FRANCK String Quartet CHAUSSON Chanson perpétuelle

Record and Artist Details

Composer or Director: (Amedée-)Ernest Chausson, César Franck

Genre:

Chamber

Label: No Mad Music

Media Format: CD or Download

Media Runtime: 50

Mastering:

DDD

Catalogue Number: NMM044

Tracks:

Composition Artist Credit
String Quartet César Franck, Composer
César Franck, Composer
Quatuor Zaïde
Chanson perpétuelle (Amedée-)Ernest Chausson, Composer
(Amedée-)Ernest Chausson, Composer
Jonas Vitaud, Piano
Karine Deshayes, Soprano
Quatuor Zaïde
The Quatuor Zaïde, who caused a bit of a stir last year with their recording of Haydn’s Op 50 Quartets (3/16), now turn their attention to Franck’s D major Quartet, his only work in the form.

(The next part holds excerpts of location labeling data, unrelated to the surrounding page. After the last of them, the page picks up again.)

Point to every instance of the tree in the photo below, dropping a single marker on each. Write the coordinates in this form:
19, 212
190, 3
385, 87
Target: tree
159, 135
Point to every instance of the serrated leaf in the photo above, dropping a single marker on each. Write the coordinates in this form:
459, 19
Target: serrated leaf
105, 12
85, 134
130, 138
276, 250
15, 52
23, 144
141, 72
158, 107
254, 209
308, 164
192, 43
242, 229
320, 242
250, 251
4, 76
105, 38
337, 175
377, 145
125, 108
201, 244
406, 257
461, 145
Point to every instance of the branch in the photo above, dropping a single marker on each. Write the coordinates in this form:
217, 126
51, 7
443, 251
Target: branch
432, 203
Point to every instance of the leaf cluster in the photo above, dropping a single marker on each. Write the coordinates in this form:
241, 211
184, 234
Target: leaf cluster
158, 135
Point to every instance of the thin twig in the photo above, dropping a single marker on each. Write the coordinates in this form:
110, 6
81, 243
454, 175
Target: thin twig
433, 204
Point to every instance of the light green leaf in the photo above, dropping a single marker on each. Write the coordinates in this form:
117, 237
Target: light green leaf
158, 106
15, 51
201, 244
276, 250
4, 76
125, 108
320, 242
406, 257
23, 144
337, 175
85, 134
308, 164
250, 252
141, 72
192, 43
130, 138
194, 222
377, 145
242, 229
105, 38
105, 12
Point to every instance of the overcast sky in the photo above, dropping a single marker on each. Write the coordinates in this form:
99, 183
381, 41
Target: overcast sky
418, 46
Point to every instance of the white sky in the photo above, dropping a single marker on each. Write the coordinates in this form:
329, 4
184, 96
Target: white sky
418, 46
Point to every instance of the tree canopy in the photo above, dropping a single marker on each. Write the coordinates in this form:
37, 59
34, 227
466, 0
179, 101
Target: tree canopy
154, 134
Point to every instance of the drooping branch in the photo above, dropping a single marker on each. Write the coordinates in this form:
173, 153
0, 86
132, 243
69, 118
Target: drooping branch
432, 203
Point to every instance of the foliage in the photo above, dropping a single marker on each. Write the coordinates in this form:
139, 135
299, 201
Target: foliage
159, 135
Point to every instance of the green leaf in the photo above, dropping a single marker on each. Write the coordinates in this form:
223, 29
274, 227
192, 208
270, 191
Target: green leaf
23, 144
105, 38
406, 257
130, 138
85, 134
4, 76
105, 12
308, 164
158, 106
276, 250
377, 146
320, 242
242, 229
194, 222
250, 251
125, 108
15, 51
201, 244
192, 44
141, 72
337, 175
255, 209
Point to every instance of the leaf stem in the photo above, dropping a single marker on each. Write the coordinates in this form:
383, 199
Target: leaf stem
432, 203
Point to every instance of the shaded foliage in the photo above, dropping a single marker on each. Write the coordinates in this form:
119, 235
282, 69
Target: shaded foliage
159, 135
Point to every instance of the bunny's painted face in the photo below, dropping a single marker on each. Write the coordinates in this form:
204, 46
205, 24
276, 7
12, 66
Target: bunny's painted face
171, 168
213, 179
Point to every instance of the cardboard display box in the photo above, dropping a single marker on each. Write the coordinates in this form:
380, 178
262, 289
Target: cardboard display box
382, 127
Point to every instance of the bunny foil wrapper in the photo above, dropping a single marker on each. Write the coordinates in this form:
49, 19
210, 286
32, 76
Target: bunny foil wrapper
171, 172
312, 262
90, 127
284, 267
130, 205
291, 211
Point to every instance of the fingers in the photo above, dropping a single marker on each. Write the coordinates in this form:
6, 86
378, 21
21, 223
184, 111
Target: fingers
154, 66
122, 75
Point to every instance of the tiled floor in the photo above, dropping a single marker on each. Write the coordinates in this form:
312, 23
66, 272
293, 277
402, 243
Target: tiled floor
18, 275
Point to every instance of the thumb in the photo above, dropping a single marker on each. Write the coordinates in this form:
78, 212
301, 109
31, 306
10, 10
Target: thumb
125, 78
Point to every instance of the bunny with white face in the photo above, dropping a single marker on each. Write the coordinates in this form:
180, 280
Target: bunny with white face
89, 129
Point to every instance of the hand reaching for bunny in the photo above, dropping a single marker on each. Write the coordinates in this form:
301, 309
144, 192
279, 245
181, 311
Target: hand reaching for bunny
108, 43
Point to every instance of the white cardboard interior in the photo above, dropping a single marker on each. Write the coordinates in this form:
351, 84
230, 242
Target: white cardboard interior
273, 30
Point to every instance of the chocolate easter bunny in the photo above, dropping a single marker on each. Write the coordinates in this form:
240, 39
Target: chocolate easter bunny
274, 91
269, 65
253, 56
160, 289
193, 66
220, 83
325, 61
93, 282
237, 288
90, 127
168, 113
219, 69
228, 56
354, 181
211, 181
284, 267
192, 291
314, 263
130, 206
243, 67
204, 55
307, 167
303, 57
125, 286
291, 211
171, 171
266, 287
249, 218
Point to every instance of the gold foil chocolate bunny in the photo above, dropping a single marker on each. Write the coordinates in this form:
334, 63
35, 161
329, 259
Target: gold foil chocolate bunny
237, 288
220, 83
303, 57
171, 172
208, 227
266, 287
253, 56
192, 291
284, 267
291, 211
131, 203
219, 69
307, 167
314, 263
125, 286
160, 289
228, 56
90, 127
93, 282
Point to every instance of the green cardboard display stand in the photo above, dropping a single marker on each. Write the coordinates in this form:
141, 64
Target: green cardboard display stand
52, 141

Premiered in 1890, months before his death, it was one of only a handful of his works to achieve public and critical success in his lifetime. Posterity, however, has tended to prefer the greater volatility of Franck’s Piano Quintet to the Quartet’s more considered exploration of emotion and form: written in conscious awareness of the traditions it seeks to redefine, this is music that can seem studied if not carefully handled.

The Zaïdes, however, play it with palpable commitment and an understated sense of drama that make it very immediate. The first movement’s conflicts between assertion and reflection are finely judged, and there’s real sense of malign magic in the Scherzo as its gestures in the direction of Mendelssohn’s fairy music and Berlioz’s Queen Mab are threatened by jolts and pauses. The Larghetto is all chromatic unease and the finale, indebted to Beethoven, bristles with tension without losing sight of Franck’s complex counterpoint. Some might prefer the lucid beauty of the Fine Arts Quartet or the greater weight of the Dante Quartet here but this is a fine and consistently engaging interpretation nevertheless.

The coupling is unusual. Where the Fine Arts opt for the Piano Quintet (with Cristina Ortiz, a superb performance) and the Dantes offer us Fauré’s String Quartet, the Zaïdes are joined by Karine Deshayes and Jonas Vitaud for Chausson’s Chanson perpétuelle for mezzo and piano quintet. This is Deshayes’s second recording of the work, and the nuanced restraint and elegance of her earlier version, with the Ensemble Contraste for Aparté, is perhaps preferable to her more overtly intense interpretation here. It’s beautifully played, though, and the disc as a whole admirably consolidates the Zaïdes’ growing reputation.